Performance considerations and limitations

Enterprise Open source

Performance considerations and limitations

Grafana Alerting supports multi-dimensional alerting, where one alert rule can generate many alerts. For example, you can configure an alert rule to fire an alert every time the CPU of individual VMs max out. This topic discusses performance considerations resulting from multi-dimensional alerting.

Evaluating alerting rules consumes RAM and CPU to compute the output of an alerting query, and network resources to send alert notifications and write the results to the Grafana SQL database. The configuration of individual alert rules affects the resource consumption and, therefore, the maximum number of rules a given configuration can support.

The following section provides a list of alerting performance considerations.

Frequency of rule evaluation consideration. The “Evaluate Every” property of an alert rule controls the frequency of rule evaluation. We recommend using the lowest acceptable evaluation frequency to support more concurrent rules.
Cardinality of the rule’s result set. For example, suppose you are monitoring API response errors for every API path, on every VM in your fleet. This set has a cardinality of n number of paths multiplied by v number of VMs. You can reduce the cardinality of a result set - perhaps by monitoring errors-per-VM instead of for each path per VM.
Complexity of the alerting query consideration. Queries that data sources can process and respond to quickly consume fewer resources. Although this consideration is less important than the other considerations listed above, if you have reduced those as much as possible, looking at individual query performance could make a difference.

Each evaluation of an alert rule generates a set of alert instances; one for each member of the result set. The state of all the instances is written to the alert_instance table in Grafana’s SQL database. This number of write-heavy operations can cause issues when using SQLite.

Grafana Alerting exposes a metric, grafana_alerting_rule_evaluations_total that counts the number of alert rule evaluations.
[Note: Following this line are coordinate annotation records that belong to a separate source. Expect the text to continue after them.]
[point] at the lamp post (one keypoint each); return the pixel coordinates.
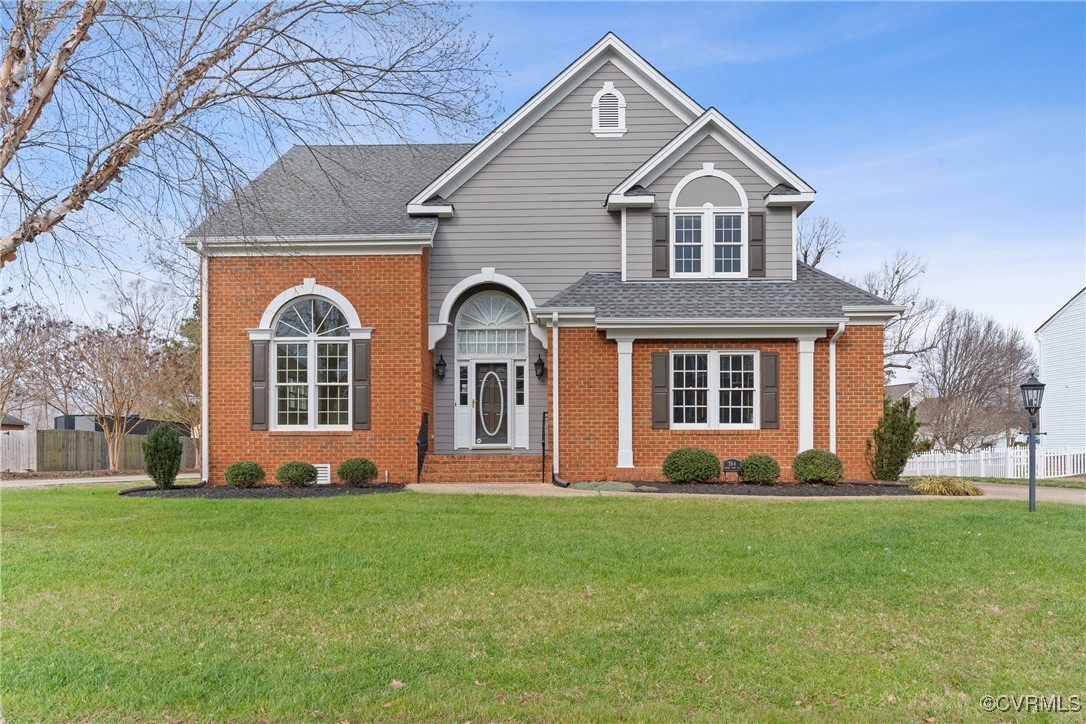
(1033, 390)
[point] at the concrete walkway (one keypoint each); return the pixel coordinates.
(992, 491)
(4, 484)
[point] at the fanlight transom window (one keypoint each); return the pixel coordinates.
(491, 324)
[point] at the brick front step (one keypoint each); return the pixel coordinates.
(499, 468)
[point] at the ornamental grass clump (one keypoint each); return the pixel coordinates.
(356, 471)
(945, 485)
(297, 473)
(244, 473)
(691, 465)
(818, 467)
(760, 469)
(162, 455)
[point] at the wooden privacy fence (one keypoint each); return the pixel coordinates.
(26, 451)
(1007, 462)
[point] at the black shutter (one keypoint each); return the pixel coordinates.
(660, 390)
(360, 413)
(770, 391)
(259, 385)
(661, 227)
(757, 250)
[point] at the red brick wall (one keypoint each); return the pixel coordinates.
(589, 426)
(389, 295)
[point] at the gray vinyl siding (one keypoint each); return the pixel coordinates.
(639, 238)
(535, 213)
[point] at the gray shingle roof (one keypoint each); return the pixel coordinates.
(335, 190)
(813, 295)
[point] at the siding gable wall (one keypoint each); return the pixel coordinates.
(535, 213)
(778, 220)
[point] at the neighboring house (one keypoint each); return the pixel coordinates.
(1062, 344)
(12, 422)
(136, 426)
(613, 258)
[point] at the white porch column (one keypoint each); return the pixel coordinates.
(624, 402)
(806, 392)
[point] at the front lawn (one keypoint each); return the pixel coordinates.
(417, 607)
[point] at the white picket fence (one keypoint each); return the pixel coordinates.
(1007, 462)
(19, 451)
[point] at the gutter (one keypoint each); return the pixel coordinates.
(833, 386)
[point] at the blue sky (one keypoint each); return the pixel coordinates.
(957, 130)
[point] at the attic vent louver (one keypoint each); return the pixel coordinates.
(608, 112)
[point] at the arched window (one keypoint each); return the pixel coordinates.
(312, 366)
(491, 324)
(608, 112)
(709, 226)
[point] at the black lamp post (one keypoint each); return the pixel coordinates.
(1032, 393)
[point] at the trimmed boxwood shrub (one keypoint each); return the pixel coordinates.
(759, 469)
(691, 465)
(818, 467)
(162, 455)
(244, 473)
(356, 471)
(297, 473)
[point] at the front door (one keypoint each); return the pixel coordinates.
(492, 404)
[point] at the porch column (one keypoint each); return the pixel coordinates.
(624, 402)
(806, 392)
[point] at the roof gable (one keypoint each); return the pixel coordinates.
(714, 124)
(608, 49)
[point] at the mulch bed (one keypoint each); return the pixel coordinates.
(798, 490)
(224, 492)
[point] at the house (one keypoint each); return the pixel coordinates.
(12, 422)
(610, 272)
(1061, 342)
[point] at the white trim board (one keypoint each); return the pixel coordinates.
(608, 49)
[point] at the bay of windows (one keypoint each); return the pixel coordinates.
(714, 389)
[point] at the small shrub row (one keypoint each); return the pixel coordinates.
(697, 465)
(295, 473)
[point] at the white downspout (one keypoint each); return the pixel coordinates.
(833, 386)
(554, 383)
(204, 384)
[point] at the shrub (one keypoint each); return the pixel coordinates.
(297, 473)
(691, 465)
(893, 440)
(162, 455)
(945, 485)
(356, 471)
(244, 473)
(759, 469)
(818, 467)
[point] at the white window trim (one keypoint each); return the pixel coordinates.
(608, 131)
(311, 356)
(712, 414)
(708, 212)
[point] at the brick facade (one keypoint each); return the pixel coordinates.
(389, 294)
(588, 405)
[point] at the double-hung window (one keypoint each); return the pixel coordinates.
(312, 367)
(715, 389)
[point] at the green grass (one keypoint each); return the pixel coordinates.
(447, 607)
(1077, 483)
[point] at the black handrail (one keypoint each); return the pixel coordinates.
(422, 443)
(543, 458)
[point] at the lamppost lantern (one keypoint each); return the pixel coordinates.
(1033, 390)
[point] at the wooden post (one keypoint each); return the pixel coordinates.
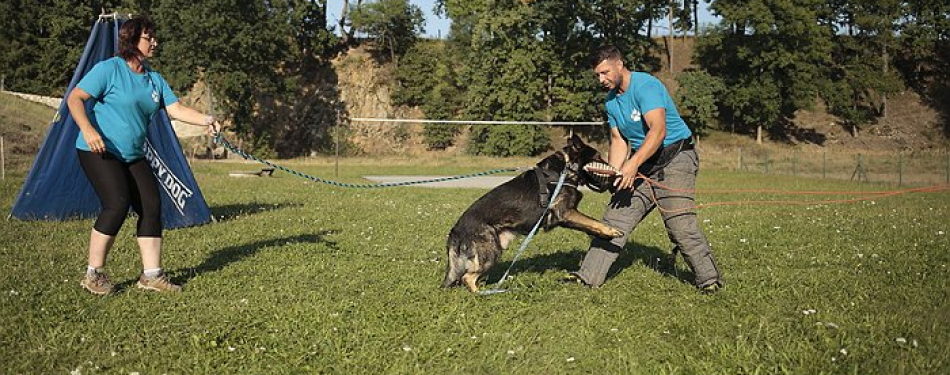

To get a feel for the influence of rule evaluations on your Grafana instance, you can observe the rate of evaluations and compare it with resource consumption. In a Prometheus-compatible database, you can use the query rate(grafana_alerting_rule_evaluations_total[5m]) to compute the rate over 5 minute windows of time. It’s important to remember that this isn’t the full picture of rule evaluation. For example, the load will be unevenly distributed if you have some rules that evaluate every 10 seconds, and others every 30 minutes.

These factors all affect the load on the Grafana instance, but you should also be aware of the performance impact that evaluating these rules has on your data sources. Alerting queries are often the vast majority of queries handled by monitoring databases, so the same load factors that affect the Grafana instance affect them as well.

Limited rule sources support

Grafana Alerting can retrieve alerting and recording rules stored in most available Prometheus, Loki, Mimir, and Alertmanager compatible data sources.

It does not support reading or writing alerting rules from any other data sources but the ones previously mentioned at this time.